Huntsman Corporation enters its Q1 2026 earnings call on May 1 with the most defensive options positioning seen in months, even as short sellers have quietly pulled back.
The clearest signal is in the options market. The put/call ratio spiked to 1.43 on April 30 — nearly four standard deviations above its 20-day average of 0.95. That is the most extreme defensive reading in close to a year, comfortably above the 52-week high of 1.91 on a z-score basis. Investors are paying materially more for downside protection on this print than at any recent point. The move is all the more notable because the stock has rallied hard into the event — up 8.5% on Wednesday alone, 6% on the week, and 14% over the past month to close at $14.37. A sharp rally followed by a surge in put buying is not a neutral combination.
Short interest tells a contrasting story. Bears have actually reduced exposure through April, with estimated short interest falling roughly 10% over the month to 12.7% of the free float — still a meaningful level for a diversified chemicals company, but the direction is clearly one of retreat. The borrow market is loose: cost to borrow runs at just 0.41% annualised, and availability is wide, meaning new shorts face no meaningful friction. There is no squeeze pressure building in the lending pool.
The bull case rests on operating leverage and mix. Roughly 75% of Huntsman's MDI business is differentiated and relatively inelastic to pricing pressure, which gives the company a credible path to margin recovery as construction and automotive end-markets improve. EPS surprise has been strong — ranking in the 85th percentile — and the forward earnings trajectory is pointing upward, with 12-month forward EPS growth ranking in the 66th percentile. The bear case is harder to dismiss, however. EBITDA estimates have been cut repeatedly, now sitting at roughly $270 million for full-year 2025 and $345 million for 2026. Oversupply in global MDI markets and Asian product displacement in South America remain structural headwinds, not one-quarter problems. Most of the Street sits on the fence: targets were broadly raised in February after Q4 results, with UBS, Citi and RBC all lifting to around $14, but none upgraded their ratings. JP Morgan actually stepped back to Neutral at that point, trimming one layer of optimism. The mean price target of $12.77 now sits below the current price, which says the consensus had already modelled less upside than the market has delivered.

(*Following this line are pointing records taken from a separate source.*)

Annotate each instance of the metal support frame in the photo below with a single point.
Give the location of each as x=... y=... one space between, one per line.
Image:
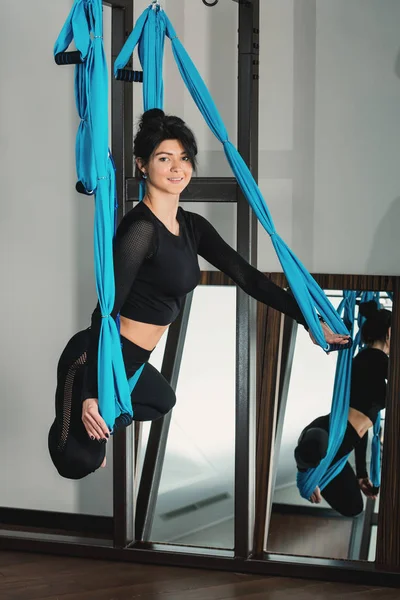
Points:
x=246 y=306
x=122 y=142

Peers broadly rallied alongside HUN on Wednesday. EMN gained 3.8%, OLN rose 4%, WLK added 3.5%, and DOW moved up 2.4%. The group move reduces the idiosyncratic read from HUN's own session gain — it was a chemicals sector bid, not a Huntsman-specific one. The two most recent earnings reactions for HUN produced a 5.2% one-day gain last quarter and a 6.1% one-day loss the prior period, followed by a 10.7% five-day decline. Both prints proved volatile.
The Q1 report is therefore less a test of whether Huntsman can grow and more a question of whether the rally from decade-lows into consensus price targets can find new fundamental justification — or whether the put buyers loading up ahead of the call have the better read.